Когда окончился княжеский обход, из крестьян выколотили дани и пошлины за прежнее и еще впредь — все, что за душой. Взяли и новые, о которых не слыхано было до того, полоняничные деньги: на выкуп — так велено было объявить — русских полоняников из вражеской, басурманской неволи. Бабий плач покатился по деревне. Угрюмо, с недоброй усмешкой собирались шабры у своих разоренных дворов.

— Вы что, воровать? — бешеным, высоким, срывающимся голосом крикнул князь.

У боярского двора поставили кобылу. Начался скорый суд. Князь, подняв тонкий излом бровей, сам отстукивал костяшками пальцев по ручке сиденья удары кнута. Первый из наказанных мужиков не встал и после того, как его окатили холодной водой. Трясущийся поп наскоро отмолился над ним. Господин уехал, не пожив недели: торопился в поход, с собой увез десятерых; четверо из них пошли охотой радеть царю.

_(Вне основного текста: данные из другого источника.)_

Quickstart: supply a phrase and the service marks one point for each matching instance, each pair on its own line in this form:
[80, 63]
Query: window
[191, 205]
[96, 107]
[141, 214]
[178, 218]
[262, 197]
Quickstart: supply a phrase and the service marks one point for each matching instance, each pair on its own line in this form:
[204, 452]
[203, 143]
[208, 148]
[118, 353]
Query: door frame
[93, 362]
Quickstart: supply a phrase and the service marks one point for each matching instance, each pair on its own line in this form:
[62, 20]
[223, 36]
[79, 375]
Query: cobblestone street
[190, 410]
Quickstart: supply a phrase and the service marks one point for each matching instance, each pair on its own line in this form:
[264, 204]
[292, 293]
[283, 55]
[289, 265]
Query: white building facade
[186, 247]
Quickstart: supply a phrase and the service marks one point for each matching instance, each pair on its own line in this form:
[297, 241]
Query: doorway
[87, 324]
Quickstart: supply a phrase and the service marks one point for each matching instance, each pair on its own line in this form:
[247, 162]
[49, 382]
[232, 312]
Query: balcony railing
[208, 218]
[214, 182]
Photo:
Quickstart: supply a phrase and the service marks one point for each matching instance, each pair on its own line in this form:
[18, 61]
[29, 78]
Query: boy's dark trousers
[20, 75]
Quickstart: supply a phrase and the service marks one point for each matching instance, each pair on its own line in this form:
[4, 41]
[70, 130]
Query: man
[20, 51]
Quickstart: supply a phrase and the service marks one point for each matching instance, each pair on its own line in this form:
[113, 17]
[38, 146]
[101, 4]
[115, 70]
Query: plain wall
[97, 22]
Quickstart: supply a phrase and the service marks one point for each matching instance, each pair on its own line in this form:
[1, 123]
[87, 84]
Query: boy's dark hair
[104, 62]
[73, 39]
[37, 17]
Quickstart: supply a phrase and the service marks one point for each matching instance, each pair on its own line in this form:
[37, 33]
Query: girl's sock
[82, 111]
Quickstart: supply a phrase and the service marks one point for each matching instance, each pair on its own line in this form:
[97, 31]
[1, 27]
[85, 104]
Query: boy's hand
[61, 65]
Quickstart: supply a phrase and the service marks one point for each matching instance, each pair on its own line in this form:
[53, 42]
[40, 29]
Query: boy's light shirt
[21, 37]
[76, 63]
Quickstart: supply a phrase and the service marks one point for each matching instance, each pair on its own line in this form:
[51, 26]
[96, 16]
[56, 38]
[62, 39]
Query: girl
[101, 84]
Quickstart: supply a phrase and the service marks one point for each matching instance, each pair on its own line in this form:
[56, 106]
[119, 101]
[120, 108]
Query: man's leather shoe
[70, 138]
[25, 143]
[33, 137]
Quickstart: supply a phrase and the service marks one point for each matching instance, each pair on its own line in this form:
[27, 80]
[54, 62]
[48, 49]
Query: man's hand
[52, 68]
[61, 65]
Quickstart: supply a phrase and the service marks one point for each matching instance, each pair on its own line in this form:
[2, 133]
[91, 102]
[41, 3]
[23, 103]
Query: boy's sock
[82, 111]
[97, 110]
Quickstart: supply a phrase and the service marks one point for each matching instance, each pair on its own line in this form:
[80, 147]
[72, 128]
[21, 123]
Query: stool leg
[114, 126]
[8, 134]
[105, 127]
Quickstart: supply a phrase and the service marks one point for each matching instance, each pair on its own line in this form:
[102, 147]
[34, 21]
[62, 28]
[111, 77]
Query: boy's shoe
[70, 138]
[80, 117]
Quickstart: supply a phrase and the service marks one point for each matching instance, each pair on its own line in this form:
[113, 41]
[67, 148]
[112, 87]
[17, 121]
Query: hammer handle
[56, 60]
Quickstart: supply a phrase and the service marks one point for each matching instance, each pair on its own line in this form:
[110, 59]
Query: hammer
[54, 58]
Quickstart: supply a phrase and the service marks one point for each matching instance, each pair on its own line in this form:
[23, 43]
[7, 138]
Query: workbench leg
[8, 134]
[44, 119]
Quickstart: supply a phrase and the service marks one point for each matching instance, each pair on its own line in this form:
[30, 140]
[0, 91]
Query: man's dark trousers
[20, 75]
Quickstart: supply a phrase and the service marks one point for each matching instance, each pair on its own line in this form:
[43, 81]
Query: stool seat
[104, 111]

Они уехали на солнечный закат. А один из высеченных отлежался день и вышел за околицу на восход солнца, носом потянул воздух. Воздух был горьковат — то ли от гари где–то дотлевающих головешек, то ли от полыни, и тусклая пыль, степной прах носились в нем.

Еще двое — каждый сам по себе — ушли из Рубцовки.

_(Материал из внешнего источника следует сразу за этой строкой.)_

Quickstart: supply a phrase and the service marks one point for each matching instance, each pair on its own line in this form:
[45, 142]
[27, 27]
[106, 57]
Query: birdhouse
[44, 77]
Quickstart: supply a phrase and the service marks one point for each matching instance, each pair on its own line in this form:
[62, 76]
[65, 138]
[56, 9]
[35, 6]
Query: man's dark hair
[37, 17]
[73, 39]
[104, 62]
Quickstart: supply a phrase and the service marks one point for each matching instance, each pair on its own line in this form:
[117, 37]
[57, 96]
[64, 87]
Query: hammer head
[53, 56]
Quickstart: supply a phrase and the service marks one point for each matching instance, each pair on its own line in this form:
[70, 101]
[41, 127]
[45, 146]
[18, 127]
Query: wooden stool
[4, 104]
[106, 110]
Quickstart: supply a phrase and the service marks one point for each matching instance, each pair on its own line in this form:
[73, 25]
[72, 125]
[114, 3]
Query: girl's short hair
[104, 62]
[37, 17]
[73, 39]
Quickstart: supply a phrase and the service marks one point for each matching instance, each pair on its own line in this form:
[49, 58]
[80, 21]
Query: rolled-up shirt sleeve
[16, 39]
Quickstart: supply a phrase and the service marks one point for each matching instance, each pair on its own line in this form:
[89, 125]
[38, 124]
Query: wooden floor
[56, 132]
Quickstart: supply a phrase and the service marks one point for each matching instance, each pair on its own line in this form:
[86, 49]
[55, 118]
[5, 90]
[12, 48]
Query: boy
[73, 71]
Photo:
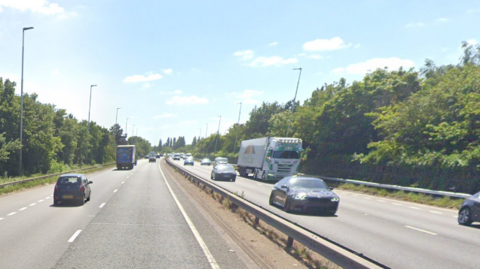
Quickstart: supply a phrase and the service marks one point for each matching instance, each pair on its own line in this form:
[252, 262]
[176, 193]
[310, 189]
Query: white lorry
[269, 158]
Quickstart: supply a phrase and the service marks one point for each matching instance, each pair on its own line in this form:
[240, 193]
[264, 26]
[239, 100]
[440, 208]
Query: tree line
[53, 140]
[413, 128]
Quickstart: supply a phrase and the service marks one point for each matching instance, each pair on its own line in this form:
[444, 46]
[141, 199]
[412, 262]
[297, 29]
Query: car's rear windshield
[286, 154]
[225, 168]
[308, 183]
[69, 180]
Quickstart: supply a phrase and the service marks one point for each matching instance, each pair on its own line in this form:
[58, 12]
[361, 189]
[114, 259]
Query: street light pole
[21, 105]
[218, 132]
[89, 106]
[116, 118]
[236, 129]
[294, 99]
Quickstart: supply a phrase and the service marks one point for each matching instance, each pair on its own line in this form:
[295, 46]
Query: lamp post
[236, 129]
[89, 106]
[21, 104]
[116, 118]
[218, 132]
[294, 99]
[126, 128]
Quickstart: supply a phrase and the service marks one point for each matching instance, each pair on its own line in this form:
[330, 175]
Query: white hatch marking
[436, 212]
[74, 236]
[420, 230]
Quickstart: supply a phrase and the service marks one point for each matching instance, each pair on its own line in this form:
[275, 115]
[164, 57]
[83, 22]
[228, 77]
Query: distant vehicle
[72, 188]
[223, 172]
[206, 161]
[188, 161]
[269, 158]
[126, 157]
[470, 210]
[219, 160]
[304, 194]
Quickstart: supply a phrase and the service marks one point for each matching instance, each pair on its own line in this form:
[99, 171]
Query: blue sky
[174, 67]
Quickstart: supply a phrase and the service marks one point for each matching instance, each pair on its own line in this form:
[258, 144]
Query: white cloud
[247, 96]
[141, 78]
[316, 57]
[392, 63]
[272, 61]
[244, 54]
[175, 92]
[325, 44]
[186, 100]
[415, 24]
[35, 6]
[165, 116]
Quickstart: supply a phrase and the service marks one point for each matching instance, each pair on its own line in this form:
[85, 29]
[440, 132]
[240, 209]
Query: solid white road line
[74, 236]
[206, 251]
[420, 230]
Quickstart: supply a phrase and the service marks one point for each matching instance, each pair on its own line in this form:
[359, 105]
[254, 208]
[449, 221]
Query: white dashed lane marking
[420, 230]
[74, 236]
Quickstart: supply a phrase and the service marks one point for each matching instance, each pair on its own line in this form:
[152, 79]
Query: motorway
[395, 233]
[136, 218]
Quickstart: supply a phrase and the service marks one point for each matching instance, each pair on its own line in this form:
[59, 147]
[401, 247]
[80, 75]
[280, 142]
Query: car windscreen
[225, 168]
[289, 154]
[308, 184]
[69, 180]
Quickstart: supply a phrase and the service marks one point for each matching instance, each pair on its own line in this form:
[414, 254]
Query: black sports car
[304, 194]
[470, 210]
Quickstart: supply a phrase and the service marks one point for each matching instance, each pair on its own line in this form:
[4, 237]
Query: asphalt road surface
[136, 218]
[396, 233]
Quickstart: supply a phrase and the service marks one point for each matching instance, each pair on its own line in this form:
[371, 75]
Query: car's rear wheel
[287, 206]
[270, 200]
[465, 216]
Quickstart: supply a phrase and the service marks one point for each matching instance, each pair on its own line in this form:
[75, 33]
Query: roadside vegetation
[443, 201]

Потом эти люди столкнулись невзначай в лесу.

— А я с курой к куму, — сказал битый кнутом, сурово глядя в лица односельчан. — Кум у меня на выселках.

Другой ответил:

— А я по грибы собрался, у тебя лукошко спросить хочу.

— Грибы не растут в моих следках, я не леший. Ищи у тещи на гумне.

Третий робко молчал.

Потом битый двинулся дальше. Двое других пошли за ним поодаль, скрываясь друг от друга.

Они снова нагнали его, когда он вынул пищу из торбы, чтобы закусить.

К вечеру похолодало. Второй собрал валежник. Третий развел костер.

С тех пор они шли вместе.

Робкий был Степанко Попов, по грибы сбирался Ивашка Головач, куру придумал Филька Рваная Ноздря; он уже и раньше бегал от боярского кнута из Рубцовки, по его тогда пригнали назад с отметиной от клещей палача.

2

Цепью городишек и острожков между Сурой и Окой заканчивалось на юго–востоке Московское царство.

Теперь с удивительной быстротой возрастало их число: наезжая из года в год на торги, купцы и степняки воочию видели, как все дальше вышагивает острожками и городишками русская земля на простор Поля.

Через несколько недель рубцовские мужики добрались до крайнего из них.

Степь заглядывала в городишко сквозь щели тына.

На торгу бабы в цветных платьях продавали молоко, огурцы, масленые пироги. Старик дремал около наставленных на земле обожженных горшков из красной глины. Между конской сбруей, шкурами и кусками цветного войлока, развешанными на ларьках, похожих иа шатры, сновала толпа людей в накинутых на одно плечо зипунах, в кафтанишках. Эти люди жили по слободам; некоторые приходили из степи и уходили в степь.

Они торговали уздечками, сотовым медом, грубо выдубленными волчьими шкурами, одеждой — то драной в клочья, с оборванными рукавами, то пышной, боярину впору. Оборванец продавал красные сапожки. Трое распахнули подбитый мехом плащ–епанчу с дыркой на спине, быть может, от сабельного удара. Рядом в чьих–то черных от лошадиного пота руках блистал развернутый струйчатый бухарский шелк, шпрпнка, унизанная бисером. Тут можно было купить вещи, неведомые на Руси, странную утварь, бог весть откуда привезенную, кованые ларцы, на крышке которых сплетались пузатые фигурки, пялящие глаза.

На торгу был кабак. Широкоскулый кабатчик отпускал с прибаутками полугар. Люди, развеселясь, орали озорные и вольные песни. Много прошли городов рубцовцы, а такого города и такого народа не видывали.

Народ этот не говорил истово, почтительпо, а точно горохом сыпал. И никто на торгу не замолкал, а продолжал свое — сыпать горохом и только чуть подавался в сторону, когда проезжал на коне сам воевода.